Dit betekent dat de in conventie gevorderde hoofdsom tot dat bedrag (€ 3.066,85), vermeerderd met de gevorderde wettelijke rente vanaf het intreden van het verzuim (25 augustus 2003), zal worden toegewezen Aan de reconventionele vordering komt de rechtbank dan niet meer toe.
4.13.
De gevorderde buitengerechtelijke kosten zullen worden afgewezen, daar de betreffende werkzaamheden betrekking hebben op een stellingname op basis van een nietige overeenkomst.
4.14.
De verbindendverklaring van de zogenaamde Duisenbergregeling door hof Amsterdam in zijn arrest van 25 januari 2007, LJN: AZ7033 leidt niet tot een ander oordeel, reeds omdat deze regeling een ander doel en strekking heeft dan de toepassing van art. 6:2 lid 2 BW.
4.15.
De overige naar voren gebrachte stellingen en gevoerde verweren behoeven met het oog op de nietigheid van de overeenkomst en het daarop gegronde oordeel van de rechtbank geen bespreking.
4.16.
Het verstekvonnis zal op grond van het vorenstaande worden vernietigd.
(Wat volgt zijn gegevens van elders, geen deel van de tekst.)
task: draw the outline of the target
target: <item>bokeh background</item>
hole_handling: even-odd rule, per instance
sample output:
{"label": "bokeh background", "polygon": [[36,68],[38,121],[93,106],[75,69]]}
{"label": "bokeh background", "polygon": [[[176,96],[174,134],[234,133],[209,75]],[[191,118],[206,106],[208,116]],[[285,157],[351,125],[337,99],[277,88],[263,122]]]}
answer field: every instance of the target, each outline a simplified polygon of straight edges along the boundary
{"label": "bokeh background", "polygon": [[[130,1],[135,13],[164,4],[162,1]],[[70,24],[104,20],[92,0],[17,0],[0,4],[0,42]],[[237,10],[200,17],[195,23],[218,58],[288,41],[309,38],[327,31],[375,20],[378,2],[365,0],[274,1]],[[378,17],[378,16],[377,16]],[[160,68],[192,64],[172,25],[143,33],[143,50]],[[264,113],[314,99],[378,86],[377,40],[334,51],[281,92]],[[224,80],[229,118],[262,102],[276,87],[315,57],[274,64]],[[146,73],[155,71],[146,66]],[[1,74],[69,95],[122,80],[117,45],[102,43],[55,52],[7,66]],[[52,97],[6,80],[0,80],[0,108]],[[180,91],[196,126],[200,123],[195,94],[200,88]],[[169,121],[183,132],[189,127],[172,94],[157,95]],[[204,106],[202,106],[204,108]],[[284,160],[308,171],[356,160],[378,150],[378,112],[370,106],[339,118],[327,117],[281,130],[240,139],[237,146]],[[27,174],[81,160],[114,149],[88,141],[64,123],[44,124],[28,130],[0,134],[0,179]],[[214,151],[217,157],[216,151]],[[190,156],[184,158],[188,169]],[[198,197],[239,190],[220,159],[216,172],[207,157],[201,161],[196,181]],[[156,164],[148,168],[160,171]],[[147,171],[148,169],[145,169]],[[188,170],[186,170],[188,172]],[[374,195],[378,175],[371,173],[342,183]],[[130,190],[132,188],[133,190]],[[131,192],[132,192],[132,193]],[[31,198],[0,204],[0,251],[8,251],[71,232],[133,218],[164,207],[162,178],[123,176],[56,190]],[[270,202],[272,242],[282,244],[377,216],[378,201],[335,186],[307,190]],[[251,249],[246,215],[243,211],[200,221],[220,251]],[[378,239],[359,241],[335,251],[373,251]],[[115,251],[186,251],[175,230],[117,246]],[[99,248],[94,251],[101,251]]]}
Het toewijsbare deel van de vorderingen van Dexia zal als volgt worden toegewezen.
4.17.
Aangezien elk van partijen als op enig punt in het ongelijk gesteld is te beschouwen, zullen de proceskosten worden gecompenseerd, in die zin dat iedere partij zowel in de verstekprocedure als in de verzetprocedure de eigen kosten draagt.
5. De beslissing
De rechtbank
5.1.
vernietigt het door deze rechtbank op 24 november 2004 onder zaaknummer / rolnummer 118400 / HA ZA 04-1796 gewezen verstekvonnis,
en opnieuw beslissend
5.2.
veroordeelt [gedaagde] om aan Dexia te betalen een bedrag van € 3.066,85 (drieduizendzesenzestig euro en vijfentachtig cent), vermeerderd met de wettelijke rente als bedoeld in art. 6:119 BW over het nog niet betaalde deel van het toegewezen bedrag vanaf 25 augustus 2003 tot de dag van volledige betaling,
5.3.
verklaart dit vonnis in conventie tot zover uitvoerbaar bij voorraad,
5.4.
compenseert de kosten van deze procedure tussen partijen, in die zin dat iedere partij zowel in de verstekprocedure als in de verzetprocedure de eigen kosten draagt,
5.5.
wijst het meer of anders gevorderde af.
Dit vonnis is gewezen door mr. J.D.A. den Tonkelaar, mr. M.P.C.J. van Bavel en mr. J.R. Veerman en in het openbaar uitgesproken op 13 februari 2008.